Com a proximidade do Dia das Mães, é quase inevitável cair no clichê — e, dessa vez, eu me permito. A coluna de hoje é sobre ela: Dona Léa.
Aos 87 anos, minha mãe é daquelas figuras que não passam despercebidas. São 1,53m de personalidade forte, sinceridade afiada, fé inabalável e um coração generoso. Também carrega aquele traço que toda família reconhece: pode ser difícil às vezes, mas é impossível não amar. E, se tem uma coisa que define Dona Léa, é o amor pelos doces.
Quanto mais o tempo passa, mais “formiguinha” ela se torna. Na casa dela, nunca falta um agrado açucarado: um sorvete no freezer, um chocolate guardado, um biscoito à espera da visita ou um bolo pronto para acompanhar o café. Poderia passar linhas e linhas listando seus quitutes favoritos — dos delicados beijinhos de Orminda à clássica torta mesclada.

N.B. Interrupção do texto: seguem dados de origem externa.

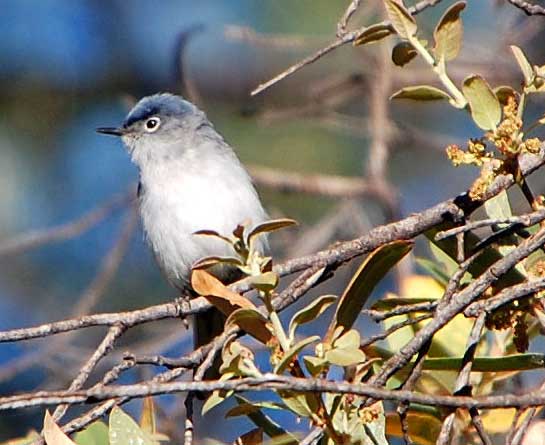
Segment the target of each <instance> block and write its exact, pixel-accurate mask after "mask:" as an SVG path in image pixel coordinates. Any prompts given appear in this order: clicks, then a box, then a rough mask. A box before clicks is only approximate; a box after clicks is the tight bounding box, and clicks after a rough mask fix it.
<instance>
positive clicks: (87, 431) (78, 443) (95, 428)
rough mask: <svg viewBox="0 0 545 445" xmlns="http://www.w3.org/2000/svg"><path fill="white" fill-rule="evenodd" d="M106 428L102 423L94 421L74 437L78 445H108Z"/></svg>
mask: <svg viewBox="0 0 545 445" xmlns="http://www.w3.org/2000/svg"><path fill="white" fill-rule="evenodd" d="M109 440H110V439H109V437H108V427H107V426H106V424H105V423H104V422H101V421H96V422H93V423H92V424H91V425H89V426H88V427H87V428H85V429H84V430H82V431H78V432H77V433H76V434H75V435H74V442H76V443H77V444H78V445H108V444H109Z"/></svg>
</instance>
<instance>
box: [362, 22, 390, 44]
mask: <svg viewBox="0 0 545 445" xmlns="http://www.w3.org/2000/svg"><path fill="white" fill-rule="evenodd" d="M391 34H393V30H392V27H391V26H388V25H384V24H382V23H376V24H374V25H371V26H368V27H367V28H365V29H364V30H363V31H362V32H360V34H359V35H358V37H356V39H355V40H354V46H359V45H365V44H367V43H374V42H378V41H379V40H382V39H384V38H385V37H388V36H389V35H391Z"/></svg>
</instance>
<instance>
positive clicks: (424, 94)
mask: <svg viewBox="0 0 545 445" xmlns="http://www.w3.org/2000/svg"><path fill="white" fill-rule="evenodd" d="M391 99H410V100H420V101H432V100H452V97H450V95H448V94H447V93H445V92H444V91H443V90H440V89H439V88H435V87H432V86H430V85H417V86H414V87H405V88H401V89H400V90H399V91H397V92H395V93H394V94H392V95H391V96H390V100H391Z"/></svg>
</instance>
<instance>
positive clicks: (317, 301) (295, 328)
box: [289, 295, 337, 341]
mask: <svg viewBox="0 0 545 445" xmlns="http://www.w3.org/2000/svg"><path fill="white" fill-rule="evenodd" d="M336 300H337V297H336V296H335V295H322V296H321V297H319V298H318V299H316V300H314V301H313V302H312V303H310V304H309V305H308V306H306V307H304V308H303V309H301V310H300V311H298V312H296V313H295V315H294V316H293V317H292V319H291V321H290V326H289V338H290V340H292V341H293V339H294V338H295V330H296V329H297V327H299V326H300V325H302V324H305V323H309V322H311V321H314V320H316V319H317V318H318V317H319V316H320V315H321V314H322V313H323V312H324V311H325V310H326V309H327V308H328V307H329V306H331V305H332V304H333V303H334V302H335V301H336Z"/></svg>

Mas existe um doce que atravessa qualquer cardápio, qualquer ocasião, qualquer restaurante.
Antes mesmo de escolher o prato principal, ela já dispara:
— Tem profiteroles?
E é aí que a memória afetiva encontra a história da gastronomia.
A versão mais difundida conta que o profiterole surgiu no século XVI, criado por um chef italiano a serviço da corte francesa, a pedido de Catarina de Médici. De lá para cá, a sobremesa atravessou séculos, ganhou releituras, perdeu a rigidez aristocrática — mas nunca abriu mão da elegância.
Hoje, está por toda parte: de churrascarias a docerias, passando por trattorias. Mudam os recheios, surgem variações com cremes, geleias e combinações ousadas. Mas a base permanece: a delicada massa pâte à choux, leve e sofisticada.
No Brasil, ganhou uma “prima popular”: a carolina. Apesar da semelhança, há diferenças claras. As carolinas costumam ser menores, mais secas, com recheios simples e até versões salgadas. Já o profiterole mantém seu perfil mais indulgente — recheado com cremes ou sorvete e coberto com uma calda de chocolate que escorre sem pressa.
É um doce que não pede licença. Ele chega. E talvez seja por isso que Dona Léa goste tanto: porque, assim como ela, o profiterole tem presença.
Receita da semana: Profiteroles
Ingredientes — Bombinhas
- 2 colheres (chá) de manteiga
- 1/4 de xícara (chá) de água
- 3 colheres (chá) de farinha de trigo
- 1 ovo
Recheio
- 200 ml de sorvete
Cobertura
- 50 g de chocolate meio amargo
- 2 colheres (chá) de creme de leite
Modo de preparo
Comece aquecendo o forno a 200°C.
Em uma panela, leve a água ao fogo e derreta a manteiga. Quando ferver, retire do fogo e adicione a farinha, mexendo bem — de preferência com colher de madeira. Volte ao fogo baixo e continue mexendo até a massa desgrudar da panela e formar uma bola. Reserve.
Bata levemente o ovo e incorpore à massa já morna, misturando até ficar homogênea. Coloque a massa em um saco plástico (ou saco de confeitar), faça um pequeno furo na ponta e modele pequenas bolas em uma assadeira, deixando espaço entre elas. Leve ao forno por cerca de 40 minutos, até dourarem.
Depois de frias, corte ao meio e recheie com sorvete.
Para a cobertura, derreta o chocolate em fogo baixo e misture o creme de leite até formar uma calda lisa. Despeje sobre as bombinhas recheadas e sirva.